17 listopada obchodzony jest Światowy Dzień Wcześniaka – to czas solidarności z dziećmi urodzonymi przedwcześnie, ich rodzicami, a także personelem medycznym, który codziennie walczy o życie najmniejszych dzieci. W tym roku po raz kolejny obchodzimy go w trudnym okresie pandemii. Oprócz koronawirusa zagrożeniem dla dzieci jest wirus grypy i śmiertelnie groźny, niezwykle zakaźny i aktywny jesienią oraz zimą wirus RS. Dlatego trzeba szczególnie dbać o odporność dzieci, pamiętać o szczepieniach i immunoprofilaktyce.
Dziecko, które rodzi się przed terminem ma niedojrzały układ odpornościowy. Dodatkowo nie otrzymało ono od matki wystarczającej liczby przeciwciał, bo te są przekazywane głównie w 3. trymestrze ciąży, a najwięcej w ostatnich 4 tygodniach ciąży. Dlatego bardzo ważne jest budowanie odporności wcześniaków po urodzeniu i dbanie o to, aby nie były narażone na infekcje.
„Kobiety planujące ciążę powinny sprawdzać poziom przeciwciał niektórych chorób, np. różyczki czy ospy, a także przed ciążą lub w czasie jej trwania powinny szczepić się przeciwko krztuścowi, grypie, czy COVID-19. Szczepienia pozwalają na wytworzenie przeciwciał, które w trakcie ciąży są przekazywane przez łożysko. Gdy dziecko rodzi się przed 32. tygodniem ciąży dostaje ich od matki znikome ilości, dlatego rodzice najmniejszych dzieci powinni być zaszczepieni, aby po urodzeniu się dziecka nie przynosili do domu wirusów i bakterii, które mogą być dla niego zagrożeniem. To strategia tzw. „kokonu” – zabezpieczanie przed wirusami i bakteriami najbliższych osób z otoczenia dziecka, które mogą być dla niego źródłem infekcji. Należy pamiętać, że podstawą budowania odporności u wcześniaków jest karmienie mlekiem matki” – podkreśla prof. Maria Katarzyna Borszewska-Kornacka, prezes Fundacji Koalicja dla wcześniaka.

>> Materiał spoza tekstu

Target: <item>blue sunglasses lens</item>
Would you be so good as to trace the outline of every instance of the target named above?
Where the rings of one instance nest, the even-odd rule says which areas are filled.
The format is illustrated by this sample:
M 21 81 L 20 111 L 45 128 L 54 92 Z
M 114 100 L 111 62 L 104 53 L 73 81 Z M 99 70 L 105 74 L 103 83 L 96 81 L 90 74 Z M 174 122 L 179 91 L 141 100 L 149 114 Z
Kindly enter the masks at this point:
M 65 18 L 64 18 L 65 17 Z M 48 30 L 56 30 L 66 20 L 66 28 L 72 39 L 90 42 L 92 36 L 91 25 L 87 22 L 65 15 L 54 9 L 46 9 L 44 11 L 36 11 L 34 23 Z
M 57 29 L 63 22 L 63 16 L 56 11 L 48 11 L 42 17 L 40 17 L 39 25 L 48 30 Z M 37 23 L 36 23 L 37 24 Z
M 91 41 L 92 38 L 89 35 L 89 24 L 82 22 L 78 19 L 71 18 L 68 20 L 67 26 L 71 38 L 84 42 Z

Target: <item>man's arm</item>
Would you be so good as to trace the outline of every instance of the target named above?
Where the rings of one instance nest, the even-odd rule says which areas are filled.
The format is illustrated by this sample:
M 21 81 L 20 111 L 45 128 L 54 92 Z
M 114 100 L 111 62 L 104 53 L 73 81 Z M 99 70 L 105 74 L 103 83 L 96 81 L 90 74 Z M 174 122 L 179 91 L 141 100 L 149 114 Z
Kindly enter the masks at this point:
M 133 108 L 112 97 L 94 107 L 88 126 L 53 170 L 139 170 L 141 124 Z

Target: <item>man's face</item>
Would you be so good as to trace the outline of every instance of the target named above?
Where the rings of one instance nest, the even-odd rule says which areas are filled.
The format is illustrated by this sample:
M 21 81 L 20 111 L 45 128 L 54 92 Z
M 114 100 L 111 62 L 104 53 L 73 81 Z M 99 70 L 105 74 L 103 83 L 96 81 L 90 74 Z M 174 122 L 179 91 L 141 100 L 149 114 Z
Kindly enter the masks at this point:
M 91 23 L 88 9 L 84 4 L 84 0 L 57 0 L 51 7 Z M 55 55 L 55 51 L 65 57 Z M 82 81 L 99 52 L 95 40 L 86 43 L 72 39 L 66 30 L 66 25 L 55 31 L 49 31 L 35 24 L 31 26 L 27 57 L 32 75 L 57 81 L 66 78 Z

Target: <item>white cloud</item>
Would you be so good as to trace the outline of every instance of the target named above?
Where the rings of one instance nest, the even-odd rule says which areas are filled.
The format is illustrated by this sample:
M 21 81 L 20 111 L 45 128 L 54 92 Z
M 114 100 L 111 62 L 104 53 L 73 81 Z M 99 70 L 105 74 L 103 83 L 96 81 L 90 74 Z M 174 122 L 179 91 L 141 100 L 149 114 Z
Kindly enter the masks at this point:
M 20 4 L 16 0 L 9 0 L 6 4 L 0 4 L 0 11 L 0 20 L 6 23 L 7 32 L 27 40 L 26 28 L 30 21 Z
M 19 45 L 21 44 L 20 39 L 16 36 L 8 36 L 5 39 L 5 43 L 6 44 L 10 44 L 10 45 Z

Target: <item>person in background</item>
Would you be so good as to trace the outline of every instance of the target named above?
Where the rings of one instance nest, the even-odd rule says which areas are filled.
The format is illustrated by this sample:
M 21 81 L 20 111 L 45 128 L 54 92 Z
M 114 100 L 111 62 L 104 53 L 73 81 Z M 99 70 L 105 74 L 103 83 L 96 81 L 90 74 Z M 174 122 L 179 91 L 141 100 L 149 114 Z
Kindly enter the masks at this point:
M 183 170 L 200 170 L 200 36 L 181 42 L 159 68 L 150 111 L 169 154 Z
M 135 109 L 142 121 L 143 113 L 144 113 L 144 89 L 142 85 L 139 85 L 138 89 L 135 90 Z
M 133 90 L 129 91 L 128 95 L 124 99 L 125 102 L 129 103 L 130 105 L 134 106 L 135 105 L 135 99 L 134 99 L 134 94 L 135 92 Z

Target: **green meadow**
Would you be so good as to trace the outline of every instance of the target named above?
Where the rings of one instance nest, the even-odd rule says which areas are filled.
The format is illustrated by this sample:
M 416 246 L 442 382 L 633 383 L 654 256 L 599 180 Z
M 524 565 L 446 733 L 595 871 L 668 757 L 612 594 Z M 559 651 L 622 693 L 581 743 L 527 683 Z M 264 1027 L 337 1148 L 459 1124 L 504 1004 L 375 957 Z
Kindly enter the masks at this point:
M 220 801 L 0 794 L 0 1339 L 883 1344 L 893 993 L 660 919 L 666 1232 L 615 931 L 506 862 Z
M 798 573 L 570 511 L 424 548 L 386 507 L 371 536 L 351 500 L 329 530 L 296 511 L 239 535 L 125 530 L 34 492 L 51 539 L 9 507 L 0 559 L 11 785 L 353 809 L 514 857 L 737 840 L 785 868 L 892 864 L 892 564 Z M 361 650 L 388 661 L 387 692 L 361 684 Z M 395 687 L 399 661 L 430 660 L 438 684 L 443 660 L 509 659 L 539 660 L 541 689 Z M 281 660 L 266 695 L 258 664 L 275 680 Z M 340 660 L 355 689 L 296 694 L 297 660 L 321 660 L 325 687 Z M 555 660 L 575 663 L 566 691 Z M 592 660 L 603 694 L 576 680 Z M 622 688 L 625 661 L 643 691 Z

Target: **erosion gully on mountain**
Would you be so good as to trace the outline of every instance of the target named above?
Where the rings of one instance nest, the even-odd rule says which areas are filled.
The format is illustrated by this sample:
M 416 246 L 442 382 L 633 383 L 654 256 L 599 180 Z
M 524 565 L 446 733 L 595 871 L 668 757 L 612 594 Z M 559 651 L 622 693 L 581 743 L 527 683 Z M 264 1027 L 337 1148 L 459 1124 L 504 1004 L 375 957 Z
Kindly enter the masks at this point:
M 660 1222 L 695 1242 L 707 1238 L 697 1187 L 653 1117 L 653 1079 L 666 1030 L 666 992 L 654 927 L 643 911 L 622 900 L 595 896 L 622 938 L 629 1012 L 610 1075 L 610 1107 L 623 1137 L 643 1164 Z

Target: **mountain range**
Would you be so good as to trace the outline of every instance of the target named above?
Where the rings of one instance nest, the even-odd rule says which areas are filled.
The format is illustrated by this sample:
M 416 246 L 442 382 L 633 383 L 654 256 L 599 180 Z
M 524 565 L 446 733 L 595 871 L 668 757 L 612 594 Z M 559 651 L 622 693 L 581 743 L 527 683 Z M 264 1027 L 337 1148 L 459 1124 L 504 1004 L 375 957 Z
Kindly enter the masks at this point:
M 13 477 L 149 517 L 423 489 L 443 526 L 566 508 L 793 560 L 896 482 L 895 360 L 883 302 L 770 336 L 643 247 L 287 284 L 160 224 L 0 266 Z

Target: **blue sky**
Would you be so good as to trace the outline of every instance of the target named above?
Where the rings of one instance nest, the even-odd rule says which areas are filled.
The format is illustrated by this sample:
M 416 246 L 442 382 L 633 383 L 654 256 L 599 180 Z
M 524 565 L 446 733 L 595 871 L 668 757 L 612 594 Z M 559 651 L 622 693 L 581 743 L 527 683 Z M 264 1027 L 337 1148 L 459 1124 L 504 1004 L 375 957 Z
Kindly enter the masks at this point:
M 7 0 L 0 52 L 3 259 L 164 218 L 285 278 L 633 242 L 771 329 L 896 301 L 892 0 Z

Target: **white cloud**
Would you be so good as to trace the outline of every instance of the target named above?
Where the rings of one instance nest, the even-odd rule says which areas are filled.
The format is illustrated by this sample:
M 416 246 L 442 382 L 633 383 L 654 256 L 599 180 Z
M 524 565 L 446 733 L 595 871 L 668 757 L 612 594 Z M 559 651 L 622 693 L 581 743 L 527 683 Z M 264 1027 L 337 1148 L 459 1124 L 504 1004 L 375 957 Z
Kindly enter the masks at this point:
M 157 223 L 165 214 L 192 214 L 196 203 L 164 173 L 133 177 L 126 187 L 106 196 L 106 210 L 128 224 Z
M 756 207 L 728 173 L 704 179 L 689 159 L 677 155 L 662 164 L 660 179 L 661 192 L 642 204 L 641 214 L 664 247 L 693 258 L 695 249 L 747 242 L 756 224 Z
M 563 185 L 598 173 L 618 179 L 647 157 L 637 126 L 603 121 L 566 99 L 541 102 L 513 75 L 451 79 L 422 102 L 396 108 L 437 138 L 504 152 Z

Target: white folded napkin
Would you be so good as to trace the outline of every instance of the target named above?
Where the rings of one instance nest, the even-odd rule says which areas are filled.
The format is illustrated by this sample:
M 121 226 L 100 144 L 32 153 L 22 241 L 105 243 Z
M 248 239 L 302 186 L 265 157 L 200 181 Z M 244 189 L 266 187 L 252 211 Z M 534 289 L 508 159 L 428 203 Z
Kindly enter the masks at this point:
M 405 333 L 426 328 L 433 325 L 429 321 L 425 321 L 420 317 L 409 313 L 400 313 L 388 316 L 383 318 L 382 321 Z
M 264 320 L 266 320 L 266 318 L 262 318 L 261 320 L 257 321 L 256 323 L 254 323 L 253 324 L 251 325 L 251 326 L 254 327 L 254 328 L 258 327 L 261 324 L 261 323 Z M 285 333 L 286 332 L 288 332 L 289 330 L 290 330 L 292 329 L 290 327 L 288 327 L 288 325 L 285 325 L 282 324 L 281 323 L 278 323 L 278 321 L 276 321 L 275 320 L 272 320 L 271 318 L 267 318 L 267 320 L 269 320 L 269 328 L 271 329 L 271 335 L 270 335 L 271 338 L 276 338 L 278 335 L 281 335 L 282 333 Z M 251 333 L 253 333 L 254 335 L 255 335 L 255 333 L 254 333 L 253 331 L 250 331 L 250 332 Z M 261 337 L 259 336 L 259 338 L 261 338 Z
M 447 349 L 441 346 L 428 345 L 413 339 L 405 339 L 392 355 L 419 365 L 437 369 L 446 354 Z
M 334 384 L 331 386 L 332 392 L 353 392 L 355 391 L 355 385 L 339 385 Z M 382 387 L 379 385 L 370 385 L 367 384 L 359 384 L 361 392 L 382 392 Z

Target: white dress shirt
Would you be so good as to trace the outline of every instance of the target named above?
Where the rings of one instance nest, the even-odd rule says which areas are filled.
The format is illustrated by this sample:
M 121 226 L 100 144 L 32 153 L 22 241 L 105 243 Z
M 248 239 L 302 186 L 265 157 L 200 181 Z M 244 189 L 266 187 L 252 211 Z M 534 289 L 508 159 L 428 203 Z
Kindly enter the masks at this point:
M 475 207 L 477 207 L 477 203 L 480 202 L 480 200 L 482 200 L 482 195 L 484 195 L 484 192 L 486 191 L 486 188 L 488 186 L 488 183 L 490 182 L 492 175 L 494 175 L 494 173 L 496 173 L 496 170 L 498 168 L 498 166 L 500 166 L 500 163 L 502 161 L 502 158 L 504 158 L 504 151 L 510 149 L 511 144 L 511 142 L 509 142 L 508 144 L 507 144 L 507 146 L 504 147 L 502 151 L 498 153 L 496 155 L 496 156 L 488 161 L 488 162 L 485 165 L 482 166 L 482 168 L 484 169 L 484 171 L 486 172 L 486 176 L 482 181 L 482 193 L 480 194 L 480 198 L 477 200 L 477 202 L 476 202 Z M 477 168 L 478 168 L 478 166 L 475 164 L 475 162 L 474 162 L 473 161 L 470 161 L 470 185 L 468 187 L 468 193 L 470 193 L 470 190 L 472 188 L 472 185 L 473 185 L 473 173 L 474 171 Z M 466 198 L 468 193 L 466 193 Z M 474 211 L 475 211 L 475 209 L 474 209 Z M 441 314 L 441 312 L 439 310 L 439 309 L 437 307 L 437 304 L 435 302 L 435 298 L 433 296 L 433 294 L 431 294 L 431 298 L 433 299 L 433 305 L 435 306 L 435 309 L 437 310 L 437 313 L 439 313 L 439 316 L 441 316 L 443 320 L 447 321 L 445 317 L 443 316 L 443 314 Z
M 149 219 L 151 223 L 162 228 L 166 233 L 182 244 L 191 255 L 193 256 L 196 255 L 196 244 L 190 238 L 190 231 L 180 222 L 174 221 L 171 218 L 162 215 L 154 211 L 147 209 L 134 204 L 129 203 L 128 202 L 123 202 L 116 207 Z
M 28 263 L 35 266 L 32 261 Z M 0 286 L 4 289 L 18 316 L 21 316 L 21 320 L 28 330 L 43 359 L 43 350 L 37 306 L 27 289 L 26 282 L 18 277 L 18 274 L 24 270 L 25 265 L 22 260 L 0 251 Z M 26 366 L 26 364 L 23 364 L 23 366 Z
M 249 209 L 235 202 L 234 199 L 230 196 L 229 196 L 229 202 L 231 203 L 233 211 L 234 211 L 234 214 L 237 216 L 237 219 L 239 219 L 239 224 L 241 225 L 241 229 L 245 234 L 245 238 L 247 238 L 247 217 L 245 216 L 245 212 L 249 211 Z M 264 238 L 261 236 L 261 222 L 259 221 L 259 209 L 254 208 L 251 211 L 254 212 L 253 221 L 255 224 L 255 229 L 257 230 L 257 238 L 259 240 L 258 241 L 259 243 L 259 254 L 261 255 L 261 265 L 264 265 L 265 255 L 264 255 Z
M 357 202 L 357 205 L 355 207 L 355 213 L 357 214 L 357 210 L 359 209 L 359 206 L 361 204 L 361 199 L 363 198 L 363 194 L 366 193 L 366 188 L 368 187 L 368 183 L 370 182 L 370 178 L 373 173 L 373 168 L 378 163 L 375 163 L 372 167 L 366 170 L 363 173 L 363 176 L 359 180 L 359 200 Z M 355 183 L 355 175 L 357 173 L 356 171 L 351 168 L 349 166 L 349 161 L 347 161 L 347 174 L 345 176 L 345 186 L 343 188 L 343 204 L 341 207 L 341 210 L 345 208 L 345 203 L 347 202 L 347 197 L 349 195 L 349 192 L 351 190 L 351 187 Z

W tym roku sezon wzmożonych infekcji jest wyjątkowo trudny dla najmłodszych dzieci. W związku z reżimem sanitarnym i zatrzymaniem dzieci w domu w trakcie trwania pandemii w 2020 roku obniżyła się odporność dzieci na wirusy, m.in. grypy, RS, adenowirusy, i inne. Powrót do placówek opiekuńczych i edukacyjnych we wrześniu tego roku spowodował znaczny wzrost zakażeń i infekcji wywoływanych tymi patogenami. W szpitalach brakuje miejsc dla chorych dzieci. Specjaliści nazywają to zjawisko „długiem immunologicznym” – dzieci, które teraz mają kontakt z wirusami i bakteriami gorzej sobie z nimi radzą i częściej dochodzi u nich do ciężkich infekcji, które kończą się pobytem w szpitalu. Szczególnie narażone są wcześniaki. Dlatego tak ważna jest higiena – dezynfekcja, wietrzenie pomieszczeń, unikanie skupisk oraz dymu tytoniowego, profilaktyka poprzez szczepienia.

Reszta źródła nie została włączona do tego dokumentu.